Ron Alexander Very familiar with this Jan, I worked at Napa State hosp. where they kicked out hundreds of mentally ill, the start of vast homelessness on the streets. I have talked with other Counselors who worked at State Hospitals in other state, and report the same problem. Thanks, I will share...Oh, his wife started the Community Mental Health programs, however like the HMO's, most are not nonprofit tragically.

Jan Leonard It is an tragedy of lasting and enormous proportion. No place to go but jail, the streets, the grave (suicide).
And, of course, it has cost ($$$) us far more than it ever cost us in the first place.
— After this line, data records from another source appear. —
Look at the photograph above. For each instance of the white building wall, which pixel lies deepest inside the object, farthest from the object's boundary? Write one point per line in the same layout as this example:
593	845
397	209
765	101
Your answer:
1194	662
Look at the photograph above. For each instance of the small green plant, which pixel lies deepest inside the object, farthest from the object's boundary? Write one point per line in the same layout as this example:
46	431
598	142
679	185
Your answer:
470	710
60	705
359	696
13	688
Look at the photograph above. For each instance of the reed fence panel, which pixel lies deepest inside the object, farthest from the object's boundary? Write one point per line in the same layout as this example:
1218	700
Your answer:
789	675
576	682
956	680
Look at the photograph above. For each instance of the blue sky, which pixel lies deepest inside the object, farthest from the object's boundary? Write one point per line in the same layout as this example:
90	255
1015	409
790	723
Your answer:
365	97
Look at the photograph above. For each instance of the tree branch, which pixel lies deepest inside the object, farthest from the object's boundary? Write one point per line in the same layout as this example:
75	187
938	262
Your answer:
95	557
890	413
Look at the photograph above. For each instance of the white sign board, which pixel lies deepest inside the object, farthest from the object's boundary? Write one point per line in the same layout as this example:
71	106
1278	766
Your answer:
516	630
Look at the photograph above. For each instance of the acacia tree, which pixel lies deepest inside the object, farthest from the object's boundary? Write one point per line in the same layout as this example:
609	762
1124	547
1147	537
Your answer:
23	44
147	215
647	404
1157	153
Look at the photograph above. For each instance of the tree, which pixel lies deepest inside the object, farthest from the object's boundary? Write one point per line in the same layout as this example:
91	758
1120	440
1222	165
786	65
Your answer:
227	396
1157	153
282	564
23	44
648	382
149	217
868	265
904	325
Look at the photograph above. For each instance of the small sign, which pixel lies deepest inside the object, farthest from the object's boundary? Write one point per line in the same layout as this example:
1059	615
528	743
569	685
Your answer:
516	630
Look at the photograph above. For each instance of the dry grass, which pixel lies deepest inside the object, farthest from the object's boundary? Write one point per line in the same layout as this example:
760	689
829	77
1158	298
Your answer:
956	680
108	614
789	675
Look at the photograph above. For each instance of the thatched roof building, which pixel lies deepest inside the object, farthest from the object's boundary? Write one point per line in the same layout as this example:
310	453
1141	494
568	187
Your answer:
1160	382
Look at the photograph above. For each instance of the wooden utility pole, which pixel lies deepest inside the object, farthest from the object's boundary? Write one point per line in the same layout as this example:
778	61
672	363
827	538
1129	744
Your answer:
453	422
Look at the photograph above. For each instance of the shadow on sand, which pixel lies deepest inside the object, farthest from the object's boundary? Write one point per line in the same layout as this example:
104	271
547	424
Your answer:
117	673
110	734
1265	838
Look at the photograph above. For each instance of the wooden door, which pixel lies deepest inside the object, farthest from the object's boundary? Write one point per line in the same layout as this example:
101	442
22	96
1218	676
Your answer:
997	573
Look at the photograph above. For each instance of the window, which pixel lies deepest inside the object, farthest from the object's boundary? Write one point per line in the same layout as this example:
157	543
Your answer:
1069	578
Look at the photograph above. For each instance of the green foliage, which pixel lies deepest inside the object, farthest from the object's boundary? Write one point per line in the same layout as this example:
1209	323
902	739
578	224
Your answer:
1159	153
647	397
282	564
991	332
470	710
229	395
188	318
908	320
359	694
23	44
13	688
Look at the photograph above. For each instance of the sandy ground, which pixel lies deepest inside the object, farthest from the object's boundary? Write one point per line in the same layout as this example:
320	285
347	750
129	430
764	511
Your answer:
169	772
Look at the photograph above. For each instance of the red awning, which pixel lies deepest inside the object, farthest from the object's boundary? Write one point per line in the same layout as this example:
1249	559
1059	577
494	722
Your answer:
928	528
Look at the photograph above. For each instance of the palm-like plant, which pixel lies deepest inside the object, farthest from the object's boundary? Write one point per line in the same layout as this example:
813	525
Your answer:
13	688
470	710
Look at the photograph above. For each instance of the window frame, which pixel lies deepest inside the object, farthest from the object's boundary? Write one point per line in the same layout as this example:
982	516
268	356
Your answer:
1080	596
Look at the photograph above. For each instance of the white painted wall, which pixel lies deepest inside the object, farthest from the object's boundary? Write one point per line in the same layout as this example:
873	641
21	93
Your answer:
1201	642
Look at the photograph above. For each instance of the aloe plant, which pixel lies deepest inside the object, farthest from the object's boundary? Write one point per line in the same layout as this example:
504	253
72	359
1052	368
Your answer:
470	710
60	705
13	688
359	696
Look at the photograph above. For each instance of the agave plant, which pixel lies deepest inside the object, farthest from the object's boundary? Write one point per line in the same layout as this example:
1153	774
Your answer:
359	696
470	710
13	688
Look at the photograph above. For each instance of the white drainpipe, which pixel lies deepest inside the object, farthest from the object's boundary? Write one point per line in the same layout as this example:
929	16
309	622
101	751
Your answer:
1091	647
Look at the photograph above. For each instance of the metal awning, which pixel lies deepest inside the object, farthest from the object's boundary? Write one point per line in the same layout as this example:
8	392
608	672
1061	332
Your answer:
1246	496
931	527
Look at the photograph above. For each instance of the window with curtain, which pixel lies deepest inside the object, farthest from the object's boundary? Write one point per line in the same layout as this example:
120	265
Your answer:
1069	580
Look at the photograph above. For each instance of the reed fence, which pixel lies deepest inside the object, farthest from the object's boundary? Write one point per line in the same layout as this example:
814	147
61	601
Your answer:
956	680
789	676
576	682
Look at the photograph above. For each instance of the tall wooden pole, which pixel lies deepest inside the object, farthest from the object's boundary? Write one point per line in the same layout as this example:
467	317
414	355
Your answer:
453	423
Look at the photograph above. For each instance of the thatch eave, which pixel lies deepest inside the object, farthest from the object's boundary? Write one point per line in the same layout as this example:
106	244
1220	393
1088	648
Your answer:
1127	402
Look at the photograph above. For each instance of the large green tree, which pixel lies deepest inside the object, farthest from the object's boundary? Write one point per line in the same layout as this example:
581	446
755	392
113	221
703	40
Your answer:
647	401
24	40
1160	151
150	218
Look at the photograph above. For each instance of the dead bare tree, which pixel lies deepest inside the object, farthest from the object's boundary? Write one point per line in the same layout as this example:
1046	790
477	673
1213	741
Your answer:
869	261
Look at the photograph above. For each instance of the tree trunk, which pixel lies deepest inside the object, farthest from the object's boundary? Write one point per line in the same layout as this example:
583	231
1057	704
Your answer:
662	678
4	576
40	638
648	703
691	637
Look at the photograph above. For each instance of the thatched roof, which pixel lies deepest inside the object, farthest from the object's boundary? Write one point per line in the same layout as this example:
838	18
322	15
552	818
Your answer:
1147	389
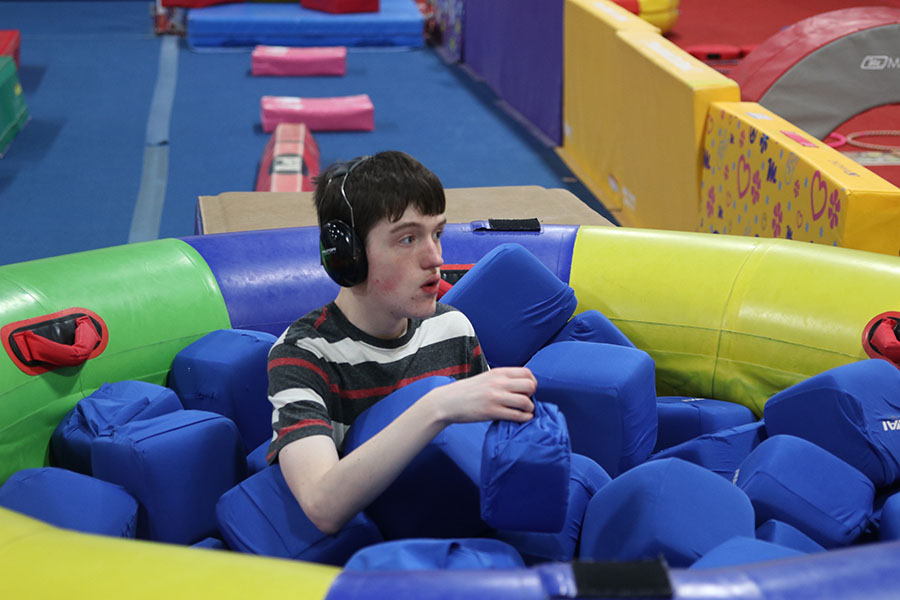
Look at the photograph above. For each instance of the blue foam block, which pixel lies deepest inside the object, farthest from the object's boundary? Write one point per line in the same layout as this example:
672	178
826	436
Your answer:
527	460
72	501
607	395
261	516
397	23
176	466
853	411
889	527
779	532
682	419
792	480
432	554
436	495
592	326
225	372
515	303
664	507
256	460
586	478
111	405
741	550
211	544
720	452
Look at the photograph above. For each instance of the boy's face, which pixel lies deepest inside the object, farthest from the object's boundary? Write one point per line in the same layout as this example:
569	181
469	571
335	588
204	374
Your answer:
404	266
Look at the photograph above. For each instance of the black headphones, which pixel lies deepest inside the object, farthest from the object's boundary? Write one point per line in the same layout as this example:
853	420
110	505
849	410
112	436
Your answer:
343	254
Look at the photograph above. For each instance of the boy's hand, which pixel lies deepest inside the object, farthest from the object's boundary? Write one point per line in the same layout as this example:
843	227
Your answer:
502	393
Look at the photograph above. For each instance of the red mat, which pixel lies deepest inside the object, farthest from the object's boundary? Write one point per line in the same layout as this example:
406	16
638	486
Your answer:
746	24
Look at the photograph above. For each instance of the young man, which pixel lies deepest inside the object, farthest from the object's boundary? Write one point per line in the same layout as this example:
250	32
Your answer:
381	219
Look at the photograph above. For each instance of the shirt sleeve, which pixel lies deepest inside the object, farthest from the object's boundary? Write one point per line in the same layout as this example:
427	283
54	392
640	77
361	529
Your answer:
299	393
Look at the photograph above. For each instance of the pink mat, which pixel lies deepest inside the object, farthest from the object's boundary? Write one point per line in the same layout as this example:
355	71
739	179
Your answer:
345	113
285	61
290	162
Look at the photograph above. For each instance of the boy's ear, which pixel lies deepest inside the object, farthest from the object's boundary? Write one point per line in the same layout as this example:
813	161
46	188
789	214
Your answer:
342	253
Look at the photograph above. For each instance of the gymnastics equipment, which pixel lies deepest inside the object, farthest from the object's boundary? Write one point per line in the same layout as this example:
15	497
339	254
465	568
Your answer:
528	304
779	532
746	300
10	44
516	46
13	110
396	23
741	550
661	13
795	481
607	395
341	6
256	460
345	113
624	86
761	175
720	452
501	461
290	161
176	466
682	419
429	554
294	62
514	458
224	372
586	478
851	411
664	507
112	405
823	70
260	515
72	501
591	326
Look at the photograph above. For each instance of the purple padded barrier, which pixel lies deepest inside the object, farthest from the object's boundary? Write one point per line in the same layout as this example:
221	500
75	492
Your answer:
270	278
517	46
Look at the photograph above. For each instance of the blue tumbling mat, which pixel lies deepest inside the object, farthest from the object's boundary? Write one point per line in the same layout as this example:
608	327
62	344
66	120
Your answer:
397	23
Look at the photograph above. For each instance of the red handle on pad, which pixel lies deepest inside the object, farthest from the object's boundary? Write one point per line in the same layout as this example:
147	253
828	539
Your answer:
885	341
35	347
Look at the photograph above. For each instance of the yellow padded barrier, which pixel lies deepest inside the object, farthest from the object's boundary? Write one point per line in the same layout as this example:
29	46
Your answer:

Ron Alexander When I was at Napa State, the only federal money they could get to be matched by State Funds was for the "Criminally Mentally Ill". We had one locked building for them, however the rest was like a college campus, with all kind of recreational therapy programs. I worked in the transitional Building, where the patients could come and go. Unlocked gates, however with the new funding, a chain link fence was built around the whole place, and it became more like a prison. Well I quit, as I did not want to became more like a guard than a counselor. I find these "patients" to be so sensitive, and hard to be in this world, as they need comforting much more then guarding. At the same time, Reagan started arming National Park Rangers, and I had a friend who turned to a different position in Yosemite, so he did not have to carry a weapon. All this increased paranoia in our country which is playing out right now tragically!